Vous me permettrez, monsieur le sénateur, en tant que secrétaire d'Etat aux droits des femmes, d'ajouter un mot un peu plus personnel : vous avez parlé de provocation par rapport au coût actuel. Certes, 280 francs, ce n'est pas le double de 250 francs. J'espère donc que cette négociation tarifaire aboutira dans de bonnes conditions pour l'ensemble des parties, étant donné que le dépistage des cancers du sein reste une préoccupation de santé publique majeure. Je sais bien que l'ensemble du milieu médical s'inquiète du nombre de ces cancers.
M. Philippe Nogrix. Je demande la parole.
M. le président. La parole est à M. Nogrix.
M. Philippe Nogrix. Est-il besoin d'insister, madame la secrétaire d'Etat ? C'est un véritable cri d'alarme que je me permets de lancer, car nous ne savons pas faire de prévention !

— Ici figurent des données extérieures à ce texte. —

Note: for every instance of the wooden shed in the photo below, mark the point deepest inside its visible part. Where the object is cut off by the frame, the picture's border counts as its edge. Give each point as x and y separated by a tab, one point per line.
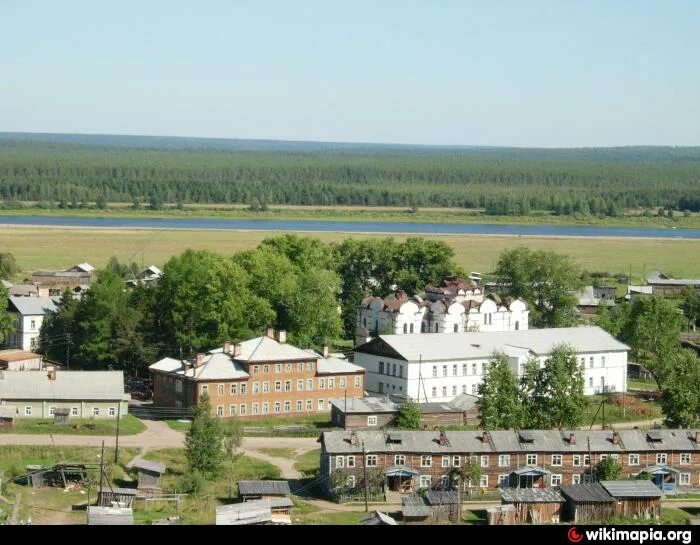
261	490
110	516
534	505
588	502
637	499
8	413
108	495
149	473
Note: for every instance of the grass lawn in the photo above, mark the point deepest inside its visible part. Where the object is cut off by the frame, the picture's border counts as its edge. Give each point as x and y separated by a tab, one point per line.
309	462
42	248
53	505
200	509
129	425
278	452
634	409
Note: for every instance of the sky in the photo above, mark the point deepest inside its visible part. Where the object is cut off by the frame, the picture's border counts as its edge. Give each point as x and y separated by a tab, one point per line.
539	73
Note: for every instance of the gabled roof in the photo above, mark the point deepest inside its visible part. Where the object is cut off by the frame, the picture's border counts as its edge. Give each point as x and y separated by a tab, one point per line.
34	306
631	489
68	385
479	345
586	493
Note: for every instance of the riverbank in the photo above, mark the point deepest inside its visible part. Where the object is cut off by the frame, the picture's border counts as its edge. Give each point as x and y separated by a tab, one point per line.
360	214
40	248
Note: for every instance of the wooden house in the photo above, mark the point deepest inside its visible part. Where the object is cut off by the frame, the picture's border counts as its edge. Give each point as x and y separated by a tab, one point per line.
149	473
588	502
637	499
534	505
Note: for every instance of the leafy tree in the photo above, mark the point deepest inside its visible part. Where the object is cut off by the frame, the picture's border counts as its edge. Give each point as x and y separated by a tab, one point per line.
608	469
500	406
8	265
203	440
409	416
545	280
652	330
680	398
554	392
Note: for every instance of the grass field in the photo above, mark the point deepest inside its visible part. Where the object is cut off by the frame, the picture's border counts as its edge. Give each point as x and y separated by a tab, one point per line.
56	248
129	425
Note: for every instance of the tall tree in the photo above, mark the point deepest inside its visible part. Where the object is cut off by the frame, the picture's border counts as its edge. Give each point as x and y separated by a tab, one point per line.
652	330
680	398
546	280
500	406
203	442
555	391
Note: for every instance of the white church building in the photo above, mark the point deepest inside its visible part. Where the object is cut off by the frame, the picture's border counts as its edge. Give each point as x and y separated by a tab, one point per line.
438	367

Alors que le coût d'une mammographie est de 434 francs, le radiologue ne percevra, pour deux mammographies faites à l'occasion d'un dépistage systématique, que 280 francs ! Les discussions font prendre du retard et, pendant ce temps, des femmes sont atteintes de cancers qui pourraient être guéris s'ils étaient décelés à temps, alors qu'il sera trop tard par la suite.
De plus, tous les rapports publiés montrent que 20 % des cancers apparaissent avant l'âge de quarante-cinq ans. Or les campagnes de dépistage ne concernent que les femmes de cinquante à soixante-neuf ans. Pourquoi ne pas en tenir compte ? L'étude de cette réforme et de ses conditions techniques ne serait-elle pas l'occasion de décider que le dépistage s'opérera dès l'âge de quarante ans ? Compte tenu du traumatisme que provoque un tel cancer chez les femmes qui en sont atteintes, il est grand temps de prendre des mesures nécessaires sur l'ensemble du territoire.